After the acquisition, Authentic entered a $15-million-a-year licensing settlement with Arena Group (at the time identified as Maven) to run Sports Illustrated. A New York-based digital media company, Arena operated such well-known titles as Men’s Journal, Parade and TheAvenue. But the partnership unraveled when Arena used AI for sponsored content on Sports Illustrated’s web site, which sounded alarm bells at the esteemed publication.
Sports Illustrated’s 2026 Super Bowl celebration at the Cow Palace in San Francisco.
(Sports Illustrated)
The Arena Group acknowledged it employed an exterior firm to create product reviews that used pretend bylines. The scandal coincided with the termination of its chief government, Ross Levinsohn, who once held a management position at the Los Angeles Times.
The relationship with Authentic worsened when Arena’s majority proprietor, Manoj Bhargava, took over as interim chief government. The founder of 5-Hour Energy, Bhargava tried to fire Sports Illustrated’s unionized editorial workers and renegotiate a decrease licensing charge from Authentic. He also used the magazine’s editorial pages and web site to promote his vitality drink business.
The SI media business was unprofitable under Bhargava and Arena missed a fee to Authentic on its licensing deal. In March 2024, Arena announced it was shutting down the print version of SI.
Around the same time, Authentic employed Minute Media, which runs the digital websites Fansided and Players’ Tribune, to take over Sports Illustrated. Bhargava didn’t go quietly; according to legal filings, he threatened to delete Sports Illustrated’s archive of mental property.
Authentic sued Arena for breaching the SI licensing settlement, which was settled. Many of the title’s laid-off journalists had been rehired.
The expertise with Arena was a harsh lesson for Authentic, which never had owned a media property before.
“The minute I make that phone call or anybody perceives that Authentic could control the newsroom, forget it, game over,” Dienst said, referencing Bhargava. “We had to move on.”
Minute Media has gotten high marks from the SI workers for its restore work on the media aspect of the business.
“It’s been a long time since we felt like we had an operator and support from the very top to not just grow what we’re doing day to day, but to grow what Sports Illustrated is going to look like 10 years down the road,” said Steve Cannella, editor in chief of Sports Illustrated.
SI’s union representing editorial workers praised Minute Media when it took over, and is close to agreeing on a new contract deal with the company.
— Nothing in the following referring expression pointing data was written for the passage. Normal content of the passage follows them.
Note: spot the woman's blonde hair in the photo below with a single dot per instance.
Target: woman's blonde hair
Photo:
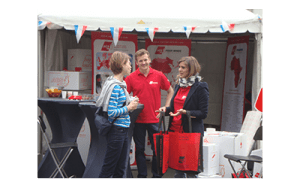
(192, 64)
(117, 60)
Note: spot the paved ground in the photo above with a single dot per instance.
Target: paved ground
(169, 174)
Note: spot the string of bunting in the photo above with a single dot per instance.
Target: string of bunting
(117, 31)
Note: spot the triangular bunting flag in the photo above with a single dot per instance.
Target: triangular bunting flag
(151, 32)
(116, 33)
(79, 30)
(42, 25)
(188, 30)
(226, 27)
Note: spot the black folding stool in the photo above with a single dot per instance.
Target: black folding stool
(250, 158)
(59, 164)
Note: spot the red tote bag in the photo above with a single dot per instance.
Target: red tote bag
(161, 145)
(186, 152)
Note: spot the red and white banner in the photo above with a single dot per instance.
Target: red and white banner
(234, 83)
(164, 54)
(102, 49)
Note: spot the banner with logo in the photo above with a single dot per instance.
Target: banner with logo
(234, 84)
(164, 54)
(102, 48)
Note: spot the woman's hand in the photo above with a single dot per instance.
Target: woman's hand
(161, 109)
(180, 111)
(133, 104)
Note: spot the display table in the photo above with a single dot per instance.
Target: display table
(98, 143)
(65, 120)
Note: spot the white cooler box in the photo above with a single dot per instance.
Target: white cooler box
(69, 80)
(229, 143)
(80, 58)
(257, 166)
(210, 159)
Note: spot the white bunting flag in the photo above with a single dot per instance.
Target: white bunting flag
(79, 30)
(151, 32)
(116, 33)
(188, 30)
(226, 27)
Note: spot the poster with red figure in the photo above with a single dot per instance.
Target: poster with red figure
(164, 54)
(234, 87)
(102, 49)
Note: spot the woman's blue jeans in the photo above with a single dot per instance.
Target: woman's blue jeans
(117, 153)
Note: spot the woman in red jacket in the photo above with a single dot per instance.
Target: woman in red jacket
(190, 94)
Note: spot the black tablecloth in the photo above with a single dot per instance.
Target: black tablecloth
(65, 119)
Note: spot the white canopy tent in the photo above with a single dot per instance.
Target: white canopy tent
(198, 21)
(165, 19)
Minute Media is aiming to increase the SI model‘s attain across other media platforms to make up for the time misplaced under earlier regimes.
“I’ve asked, ‘guys, what are all the things you wanted to do that you haven’t been able to do?’ ” said Minute Media President Rich Routman. “If we’re not trying new stuff, we’re failing.”
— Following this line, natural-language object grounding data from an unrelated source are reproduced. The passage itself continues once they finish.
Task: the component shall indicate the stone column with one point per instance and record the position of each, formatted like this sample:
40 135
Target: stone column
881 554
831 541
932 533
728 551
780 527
Some sports activities media varieties consider SI is largely a nostalgia play in a panorama where younger followers go elsewhere for sport highlights and flip to provocative hosts such as Pat McAfee on YouTube. But awareness goes past the viewers of child boomers and Gen Xers who grew up with the model.
Lisa Delpy Neirotti, who leads the sports activities management program at George Washington University, lately carried out a research with her college students on their media consumption habits. She said she was stunned to see high recognition of Sports Illustrated with the Gen Z crowd, and credit SI for Kids, the spin-off publication for youthful readers launched in 1989.
“They would remember getting it in the mail, and it was the first thing that got them interested in sports,” Neirotti said. “There are a lot of positive memories that keep the brand alive.”
Dienst said the viewers for SI has gotten youthful under Authentic’s possession. But he doesn’t disregard the parents who grew up with it.
“They’re very affluent and they’re super loyal,” he said.